Dr. Chavas was chosen for the award in part due to his investment in developing new classes and improving existing ones. One example of this is a new EAPS class entitled, “Extreme Weather and Climate: Science and Risk,” which he said aims to bring together two fields that seldom meet in the classroom – atmospheric science and risk analysis.

“There is a burgeoning field of improved decision-making and risk management across a whole range of economic sectors,” Dr. Chavas said.  “For anyone making these kinds of decisions, it becomes apparent that weather and climate affects everyone’s bottom line.  That’s even the case at a hardware store, where your sales of items like salt or wood are dependent on buying patterns, which can be influenced by an incoming storm.”

The development of the class was also influenced by looking at the job market, and considering what needs students may fill after graduation.  Many employers are seeking skills across atmospheric science, probability, and statistics.  With these skills, graduates could help a broad array of companies, municipalities, and other organizations mitigate risk and make better decisions.

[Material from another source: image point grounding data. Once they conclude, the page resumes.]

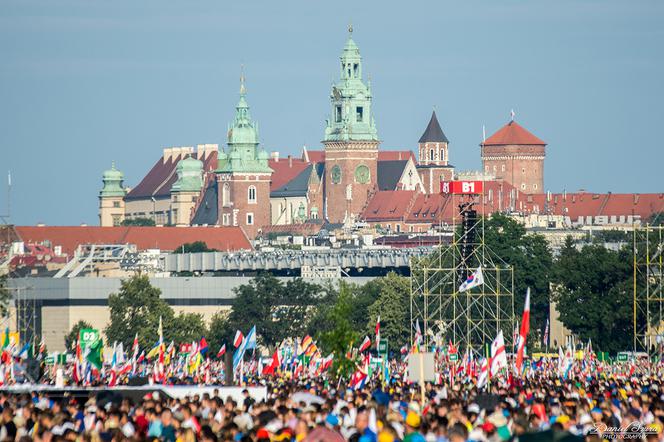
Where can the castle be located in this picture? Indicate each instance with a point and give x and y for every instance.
(350, 180)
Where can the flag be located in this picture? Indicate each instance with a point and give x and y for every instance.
(221, 351)
(498, 355)
(365, 344)
(475, 279)
(523, 334)
(238, 338)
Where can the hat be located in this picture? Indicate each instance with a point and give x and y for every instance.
(413, 420)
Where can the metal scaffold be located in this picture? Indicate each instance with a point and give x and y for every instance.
(470, 319)
(648, 287)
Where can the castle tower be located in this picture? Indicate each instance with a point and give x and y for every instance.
(351, 141)
(243, 175)
(111, 198)
(433, 159)
(186, 190)
(516, 156)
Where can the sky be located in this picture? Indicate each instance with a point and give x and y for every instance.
(85, 82)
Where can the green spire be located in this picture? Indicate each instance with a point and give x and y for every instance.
(112, 179)
(190, 175)
(243, 152)
(352, 116)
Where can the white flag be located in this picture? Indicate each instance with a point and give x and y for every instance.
(475, 279)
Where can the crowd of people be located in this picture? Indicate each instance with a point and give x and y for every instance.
(543, 406)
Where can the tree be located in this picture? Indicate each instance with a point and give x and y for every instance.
(392, 305)
(593, 294)
(72, 336)
(5, 296)
(137, 307)
(194, 247)
(531, 258)
(141, 222)
(341, 336)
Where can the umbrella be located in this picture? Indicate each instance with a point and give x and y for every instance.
(307, 398)
(323, 434)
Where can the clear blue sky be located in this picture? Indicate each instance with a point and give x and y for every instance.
(86, 82)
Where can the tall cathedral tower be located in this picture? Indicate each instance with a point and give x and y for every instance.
(243, 175)
(351, 141)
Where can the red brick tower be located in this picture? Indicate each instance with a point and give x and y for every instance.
(516, 156)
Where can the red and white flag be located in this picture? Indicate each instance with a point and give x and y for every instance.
(525, 328)
(365, 344)
(238, 339)
(377, 332)
(221, 351)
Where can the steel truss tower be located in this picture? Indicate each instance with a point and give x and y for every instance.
(648, 287)
(472, 318)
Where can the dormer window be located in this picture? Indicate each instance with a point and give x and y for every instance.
(359, 111)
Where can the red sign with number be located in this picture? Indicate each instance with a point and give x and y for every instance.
(461, 187)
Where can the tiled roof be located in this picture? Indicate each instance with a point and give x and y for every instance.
(512, 133)
(161, 177)
(164, 238)
(388, 205)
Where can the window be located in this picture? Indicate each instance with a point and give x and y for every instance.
(226, 195)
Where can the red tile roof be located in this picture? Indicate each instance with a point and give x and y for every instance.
(161, 177)
(164, 238)
(285, 170)
(513, 133)
(388, 205)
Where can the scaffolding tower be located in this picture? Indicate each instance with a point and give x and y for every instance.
(470, 319)
(648, 287)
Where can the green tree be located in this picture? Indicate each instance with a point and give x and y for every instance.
(141, 222)
(393, 307)
(194, 247)
(593, 294)
(341, 335)
(72, 336)
(5, 296)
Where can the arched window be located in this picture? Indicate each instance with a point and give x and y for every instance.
(226, 195)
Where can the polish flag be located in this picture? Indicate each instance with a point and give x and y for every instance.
(365, 344)
(238, 339)
(221, 351)
(525, 328)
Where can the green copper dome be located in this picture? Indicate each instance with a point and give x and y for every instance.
(112, 179)
(190, 175)
(243, 154)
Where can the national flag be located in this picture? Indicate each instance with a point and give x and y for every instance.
(498, 355)
(202, 346)
(238, 339)
(523, 334)
(221, 351)
(365, 344)
(474, 280)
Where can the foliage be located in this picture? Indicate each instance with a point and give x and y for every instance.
(137, 307)
(72, 336)
(393, 307)
(141, 222)
(532, 260)
(194, 247)
(341, 335)
(593, 294)
(5, 296)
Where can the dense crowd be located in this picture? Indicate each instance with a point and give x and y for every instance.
(544, 406)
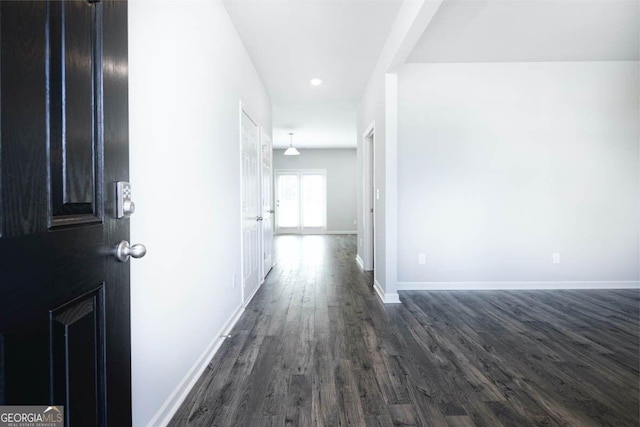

Other interactions Dr. Chavas has had with students include refining the undergraduate course “Introduction to Science of the Atmosphere” (EAPS 225) and bringing undergraduate students into his research program.  This includes one student who published his work in a peer-reviewed journal and another in the Purdue Journal of Undergraduate Research.  A common theme throughout these experiences has been Dr. Chavas’s excitement for his subject and his students.

“Students are very responsive when you are engaged and excited to be there.  They can see that you think the content you are teaching is really interesting and exciting, and that you’ve put a lot of effort into the class,” he said.  “For me as an instructor, if you demonstrate that you really enjoy what you’re doing and try to find ways to make complicated concepts tangible to people who’ve never seen it before, that’s very gratifying.”

One example of finding new ways to teach complicated concepts was the purchase of a geofluid dynamics table, made possible through an instructional education grant.  This table, sometimes called “weather in a tank,” comprises a spinning tank of water equipped with a camera.  Using dye, the rotating table allows you to create and visualize miniature cyclones and anticyclones in the tank that follow the same laws of physics as the weather systems on our rotating Earth that we experience regularly here at Purdue.

Dr. Chavas arrived on campus in 2016 as an assistant professor in the EAPS Department.  His research areas include natural hazard physics, tropical cyclones, weather and climate variability, climate change, risk analysis, and societal impacts.